17. Qu'est-ce que le concept d'échantillon simulé dans un test de pénétration thermique, qui fait référence à un petit échantillon de lot en laboratoire ?
Réponse : Les échantillons simulés utilisés dans l'essai de pénétration thermique désignent des échantillons présentant la même performance de pénétration thermique que les échantillons réels, et non pas les petits échantillons de laboratoire.


18. Le type d'indicateur biologique utilisé pour le test de challenge microbien doit-il être sélectionné en fonction de la variété ? Comment choisir ?
Réponse : Le type et le choix de l'indicateur biologique pour le test de challenge microbien peuvent se référer à l'appendice 169, deuxième partie, méthode de stérilisation de la Pharmacopée chinoise édition 2005.


19. Méthode de détermination du niveau de contamination microbienne avant stérilisation ?
Réponse : La filtration par membrane est la méthode la plus courante. Elle doit être vérifiée avant utilisation.

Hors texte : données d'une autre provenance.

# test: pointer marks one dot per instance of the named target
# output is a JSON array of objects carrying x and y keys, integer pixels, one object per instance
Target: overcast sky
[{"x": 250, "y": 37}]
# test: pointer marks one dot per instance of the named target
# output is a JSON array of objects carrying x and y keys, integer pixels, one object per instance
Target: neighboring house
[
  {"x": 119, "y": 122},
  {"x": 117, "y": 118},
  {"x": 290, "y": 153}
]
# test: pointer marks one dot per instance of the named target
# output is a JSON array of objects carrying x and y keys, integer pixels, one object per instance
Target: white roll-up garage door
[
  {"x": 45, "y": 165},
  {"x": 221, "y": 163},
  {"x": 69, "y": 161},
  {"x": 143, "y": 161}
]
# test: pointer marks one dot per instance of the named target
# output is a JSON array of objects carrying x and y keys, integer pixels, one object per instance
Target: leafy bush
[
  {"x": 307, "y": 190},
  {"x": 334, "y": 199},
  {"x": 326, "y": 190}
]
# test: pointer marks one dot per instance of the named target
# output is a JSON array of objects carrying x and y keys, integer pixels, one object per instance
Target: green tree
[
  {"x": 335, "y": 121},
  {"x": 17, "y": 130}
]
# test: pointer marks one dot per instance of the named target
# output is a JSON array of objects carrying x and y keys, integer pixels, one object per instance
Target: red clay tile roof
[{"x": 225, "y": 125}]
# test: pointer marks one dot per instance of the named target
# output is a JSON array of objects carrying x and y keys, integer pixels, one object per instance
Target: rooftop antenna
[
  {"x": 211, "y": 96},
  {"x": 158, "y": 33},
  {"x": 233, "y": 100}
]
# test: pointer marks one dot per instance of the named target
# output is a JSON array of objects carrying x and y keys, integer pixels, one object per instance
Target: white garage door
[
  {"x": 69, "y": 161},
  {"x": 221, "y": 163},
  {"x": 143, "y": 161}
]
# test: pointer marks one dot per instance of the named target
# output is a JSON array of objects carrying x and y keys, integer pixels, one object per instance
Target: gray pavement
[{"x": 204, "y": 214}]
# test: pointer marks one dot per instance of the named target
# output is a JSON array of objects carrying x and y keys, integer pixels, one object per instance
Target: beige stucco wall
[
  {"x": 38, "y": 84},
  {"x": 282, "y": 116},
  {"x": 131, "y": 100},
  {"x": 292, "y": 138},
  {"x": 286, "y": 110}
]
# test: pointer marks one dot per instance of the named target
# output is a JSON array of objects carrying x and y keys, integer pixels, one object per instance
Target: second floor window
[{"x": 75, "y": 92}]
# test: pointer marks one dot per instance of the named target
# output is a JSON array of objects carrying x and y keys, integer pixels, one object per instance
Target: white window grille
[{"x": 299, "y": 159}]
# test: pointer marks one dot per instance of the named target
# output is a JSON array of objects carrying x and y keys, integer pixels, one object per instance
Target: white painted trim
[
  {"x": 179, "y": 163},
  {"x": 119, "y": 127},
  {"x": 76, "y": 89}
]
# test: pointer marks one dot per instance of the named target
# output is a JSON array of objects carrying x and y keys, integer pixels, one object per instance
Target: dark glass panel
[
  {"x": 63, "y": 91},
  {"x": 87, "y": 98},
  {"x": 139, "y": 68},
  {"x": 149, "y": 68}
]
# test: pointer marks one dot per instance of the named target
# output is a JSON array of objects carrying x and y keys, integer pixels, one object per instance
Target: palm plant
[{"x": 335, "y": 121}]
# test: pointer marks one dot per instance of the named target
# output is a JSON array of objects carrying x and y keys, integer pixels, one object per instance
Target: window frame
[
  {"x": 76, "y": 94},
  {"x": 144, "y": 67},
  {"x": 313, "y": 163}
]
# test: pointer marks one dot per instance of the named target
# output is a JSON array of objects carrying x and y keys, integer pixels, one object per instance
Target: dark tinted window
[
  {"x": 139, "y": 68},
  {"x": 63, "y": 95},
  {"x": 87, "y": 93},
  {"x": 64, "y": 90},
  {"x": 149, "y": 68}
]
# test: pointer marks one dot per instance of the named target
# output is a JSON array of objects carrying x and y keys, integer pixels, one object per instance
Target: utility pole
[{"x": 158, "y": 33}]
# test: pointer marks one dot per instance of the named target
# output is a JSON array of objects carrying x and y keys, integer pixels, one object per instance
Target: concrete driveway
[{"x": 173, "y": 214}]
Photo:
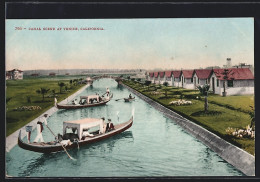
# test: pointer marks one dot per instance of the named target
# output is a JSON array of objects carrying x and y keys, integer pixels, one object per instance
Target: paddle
[{"x": 61, "y": 144}]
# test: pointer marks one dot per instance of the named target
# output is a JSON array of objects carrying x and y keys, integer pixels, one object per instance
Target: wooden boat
[
  {"x": 129, "y": 99},
  {"x": 85, "y": 101},
  {"x": 79, "y": 125}
]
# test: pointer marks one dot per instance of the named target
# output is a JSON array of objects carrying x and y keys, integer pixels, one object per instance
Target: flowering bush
[
  {"x": 180, "y": 102},
  {"x": 241, "y": 133},
  {"x": 27, "y": 108}
]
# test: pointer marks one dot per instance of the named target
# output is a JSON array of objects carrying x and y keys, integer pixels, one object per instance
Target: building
[
  {"x": 169, "y": 77},
  {"x": 201, "y": 77},
  {"x": 239, "y": 81},
  {"x": 151, "y": 77},
  {"x": 187, "y": 79},
  {"x": 176, "y": 74},
  {"x": 14, "y": 74},
  {"x": 52, "y": 74},
  {"x": 156, "y": 77},
  {"x": 161, "y": 77}
]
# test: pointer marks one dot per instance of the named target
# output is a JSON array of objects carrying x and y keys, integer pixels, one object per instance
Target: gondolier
[
  {"x": 107, "y": 92},
  {"x": 40, "y": 128}
]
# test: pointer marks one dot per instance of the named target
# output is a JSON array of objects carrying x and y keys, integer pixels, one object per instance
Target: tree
[
  {"x": 61, "y": 84},
  {"x": 165, "y": 88},
  {"x": 42, "y": 91},
  {"x": 204, "y": 91},
  {"x": 147, "y": 83}
]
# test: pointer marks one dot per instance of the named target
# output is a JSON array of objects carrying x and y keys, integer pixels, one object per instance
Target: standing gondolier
[
  {"x": 40, "y": 128},
  {"x": 108, "y": 92}
]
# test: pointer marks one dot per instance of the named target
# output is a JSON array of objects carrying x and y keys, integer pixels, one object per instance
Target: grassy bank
[
  {"x": 230, "y": 111},
  {"x": 23, "y": 93}
]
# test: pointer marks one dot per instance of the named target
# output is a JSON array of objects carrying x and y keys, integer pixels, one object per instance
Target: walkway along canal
[
  {"x": 240, "y": 159},
  {"x": 155, "y": 146}
]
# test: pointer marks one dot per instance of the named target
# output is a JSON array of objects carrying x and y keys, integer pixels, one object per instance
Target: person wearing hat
[
  {"x": 108, "y": 92},
  {"x": 110, "y": 126},
  {"x": 40, "y": 128}
]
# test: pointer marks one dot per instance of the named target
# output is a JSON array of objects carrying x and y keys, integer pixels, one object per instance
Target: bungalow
[
  {"x": 201, "y": 77},
  {"x": 187, "y": 79},
  {"x": 151, "y": 77},
  {"x": 176, "y": 82},
  {"x": 161, "y": 77},
  {"x": 239, "y": 81},
  {"x": 8, "y": 76},
  {"x": 156, "y": 77},
  {"x": 14, "y": 74},
  {"x": 52, "y": 74},
  {"x": 169, "y": 77}
]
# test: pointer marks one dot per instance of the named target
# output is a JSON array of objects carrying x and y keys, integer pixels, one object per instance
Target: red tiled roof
[
  {"x": 234, "y": 74},
  {"x": 161, "y": 74},
  {"x": 176, "y": 74},
  {"x": 187, "y": 73},
  {"x": 168, "y": 74},
  {"x": 203, "y": 73}
]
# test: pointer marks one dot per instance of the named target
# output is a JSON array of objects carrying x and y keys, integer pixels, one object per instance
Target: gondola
[
  {"x": 75, "y": 140},
  {"x": 129, "y": 99},
  {"x": 85, "y": 101}
]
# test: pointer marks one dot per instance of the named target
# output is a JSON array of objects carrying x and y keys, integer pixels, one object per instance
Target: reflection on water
[{"x": 153, "y": 146}]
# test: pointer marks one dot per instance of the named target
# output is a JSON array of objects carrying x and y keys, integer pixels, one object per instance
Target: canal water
[{"x": 154, "y": 146}]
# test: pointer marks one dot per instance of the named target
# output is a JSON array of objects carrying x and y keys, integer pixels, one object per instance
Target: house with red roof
[
  {"x": 201, "y": 77},
  {"x": 169, "y": 77},
  {"x": 176, "y": 74},
  {"x": 187, "y": 79},
  {"x": 151, "y": 77},
  {"x": 161, "y": 77},
  {"x": 238, "y": 81},
  {"x": 14, "y": 74},
  {"x": 156, "y": 78}
]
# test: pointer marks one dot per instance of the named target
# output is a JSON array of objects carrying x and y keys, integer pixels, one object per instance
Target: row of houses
[
  {"x": 14, "y": 74},
  {"x": 238, "y": 81}
]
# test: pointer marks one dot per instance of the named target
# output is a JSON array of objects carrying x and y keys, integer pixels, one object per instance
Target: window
[{"x": 230, "y": 83}]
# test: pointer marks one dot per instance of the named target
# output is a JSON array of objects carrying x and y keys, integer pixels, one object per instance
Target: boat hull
[
  {"x": 71, "y": 106},
  {"x": 129, "y": 100},
  {"x": 49, "y": 148}
]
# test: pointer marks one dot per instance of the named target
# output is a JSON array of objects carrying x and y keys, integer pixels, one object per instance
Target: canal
[{"x": 153, "y": 146}]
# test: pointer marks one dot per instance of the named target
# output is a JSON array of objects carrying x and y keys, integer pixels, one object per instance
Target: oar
[
  {"x": 60, "y": 144},
  {"x": 118, "y": 99}
]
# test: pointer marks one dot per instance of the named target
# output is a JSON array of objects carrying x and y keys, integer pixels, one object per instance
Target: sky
[{"x": 154, "y": 43}]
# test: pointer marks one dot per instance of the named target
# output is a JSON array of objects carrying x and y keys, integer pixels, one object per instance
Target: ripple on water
[{"x": 153, "y": 146}]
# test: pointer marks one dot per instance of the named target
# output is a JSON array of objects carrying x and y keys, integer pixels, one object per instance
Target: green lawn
[
  {"x": 18, "y": 90},
  {"x": 234, "y": 111}
]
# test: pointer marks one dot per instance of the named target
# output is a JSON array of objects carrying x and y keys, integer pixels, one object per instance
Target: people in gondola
[
  {"x": 107, "y": 92},
  {"x": 55, "y": 102},
  {"x": 110, "y": 126},
  {"x": 40, "y": 128}
]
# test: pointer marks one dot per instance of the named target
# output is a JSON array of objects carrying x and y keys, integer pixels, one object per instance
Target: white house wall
[{"x": 240, "y": 87}]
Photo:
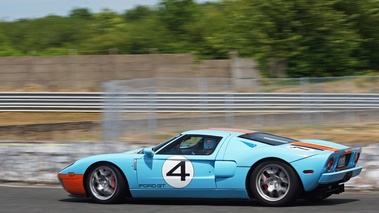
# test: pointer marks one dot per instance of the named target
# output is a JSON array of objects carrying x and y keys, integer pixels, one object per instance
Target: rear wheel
[
  {"x": 105, "y": 184},
  {"x": 274, "y": 183}
]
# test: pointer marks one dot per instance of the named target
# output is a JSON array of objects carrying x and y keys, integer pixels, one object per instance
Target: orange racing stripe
[
  {"x": 231, "y": 130},
  {"x": 315, "y": 146}
]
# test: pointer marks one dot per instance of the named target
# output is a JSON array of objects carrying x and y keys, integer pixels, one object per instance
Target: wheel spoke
[{"x": 272, "y": 183}]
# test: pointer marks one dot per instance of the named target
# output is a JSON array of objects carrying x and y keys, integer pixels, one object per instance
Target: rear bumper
[
  {"x": 72, "y": 183},
  {"x": 340, "y": 176}
]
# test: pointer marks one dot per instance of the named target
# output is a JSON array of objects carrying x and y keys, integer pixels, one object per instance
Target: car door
[{"x": 183, "y": 168}]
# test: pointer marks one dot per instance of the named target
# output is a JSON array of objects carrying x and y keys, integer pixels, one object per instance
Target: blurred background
[{"x": 139, "y": 72}]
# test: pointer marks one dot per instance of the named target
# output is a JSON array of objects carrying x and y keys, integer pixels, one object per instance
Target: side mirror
[{"x": 148, "y": 152}]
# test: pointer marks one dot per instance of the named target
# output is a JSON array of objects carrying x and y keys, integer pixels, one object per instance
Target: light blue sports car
[{"x": 217, "y": 163}]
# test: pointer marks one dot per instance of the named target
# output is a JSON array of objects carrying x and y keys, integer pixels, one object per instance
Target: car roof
[{"x": 221, "y": 132}]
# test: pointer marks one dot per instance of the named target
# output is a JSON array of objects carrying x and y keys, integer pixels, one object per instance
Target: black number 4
[{"x": 182, "y": 174}]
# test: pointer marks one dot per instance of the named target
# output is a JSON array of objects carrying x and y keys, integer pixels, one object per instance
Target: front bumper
[
  {"x": 340, "y": 176},
  {"x": 72, "y": 183}
]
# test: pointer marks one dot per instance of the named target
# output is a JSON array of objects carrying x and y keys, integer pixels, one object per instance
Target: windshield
[
  {"x": 159, "y": 146},
  {"x": 267, "y": 138}
]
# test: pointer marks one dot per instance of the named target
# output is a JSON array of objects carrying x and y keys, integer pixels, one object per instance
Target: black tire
[
  {"x": 105, "y": 184},
  {"x": 274, "y": 183}
]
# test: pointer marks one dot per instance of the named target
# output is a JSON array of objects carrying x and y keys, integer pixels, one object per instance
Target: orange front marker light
[{"x": 357, "y": 157}]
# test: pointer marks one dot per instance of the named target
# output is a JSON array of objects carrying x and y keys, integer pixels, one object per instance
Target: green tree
[
  {"x": 309, "y": 36},
  {"x": 81, "y": 13}
]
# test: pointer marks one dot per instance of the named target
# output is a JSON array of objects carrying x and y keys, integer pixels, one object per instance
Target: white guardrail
[{"x": 185, "y": 102}]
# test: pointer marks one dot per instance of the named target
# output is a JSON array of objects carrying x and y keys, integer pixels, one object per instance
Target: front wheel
[
  {"x": 274, "y": 183},
  {"x": 105, "y": 184}
]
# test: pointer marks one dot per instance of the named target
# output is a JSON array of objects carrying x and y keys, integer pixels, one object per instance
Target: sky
[{"x": 11, "y": 10}]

20. Le résultat du test de limite microbienne du produit est de 0 UFC, et aucun microorganisme résistant à la chaleur n'a été détecté. Par conséquent, peut-on utiliser le Bacillus subtilis, dont la valeur D est légèrement inférieure, comme indicateur biologique pour la vérification lors du processus de validation ?
Réponse :

1) Il n'y avait aucun lien de causalité entre les résultats du test de limite microbienne et le choix du Bacillus subtilis, dont la valeur D est légèrement plus faible, en tant qu'indicateur biologique.
2) Selon la question posée par le demandeur, on peut considérer que la méthode de stérilisation basée sur la probabilité de survie est utilisée. Pour tester cette probabilité de survie dans le cadre du processus de stérilisation, on peut recourir à un indicateur biologique. Toutefois, compte tenu du fait que le produit ou son emballage ne peuvent pas supporter une exposition excessive au traitement stérilisant, il convient d'adopter des mesures strictes de contrôle du processus ainsi qu'une gestion rigoureuse de la quantité initiale de bactéries présentes dans les produits. Alternativement, on peut associer ce processus à une filtration aseptique, entre autres méthodes. Ensuite, on procède à un test de sensibilité de l'indicateur biologique, en mesurant la concentration moyenne de bactéries N0, avec au moins quatre gradients successifs de quantités bactériennes. On effectue également des tests microbiologiques limites sur des lots représentatifs avant et après la stérilisation (si nécessaire, ces tests doivent être réalisés avec différentes durées de stérilisation). L'objectif est de déterminer et d'obtenir un paramètre statistique indiquant une réduction supérieure à six ordres de grandeur logarithmiques. Dans la mesure où la valeur de F0 se situe entre 8 et 12, il devient possible de calculer la valeur de D.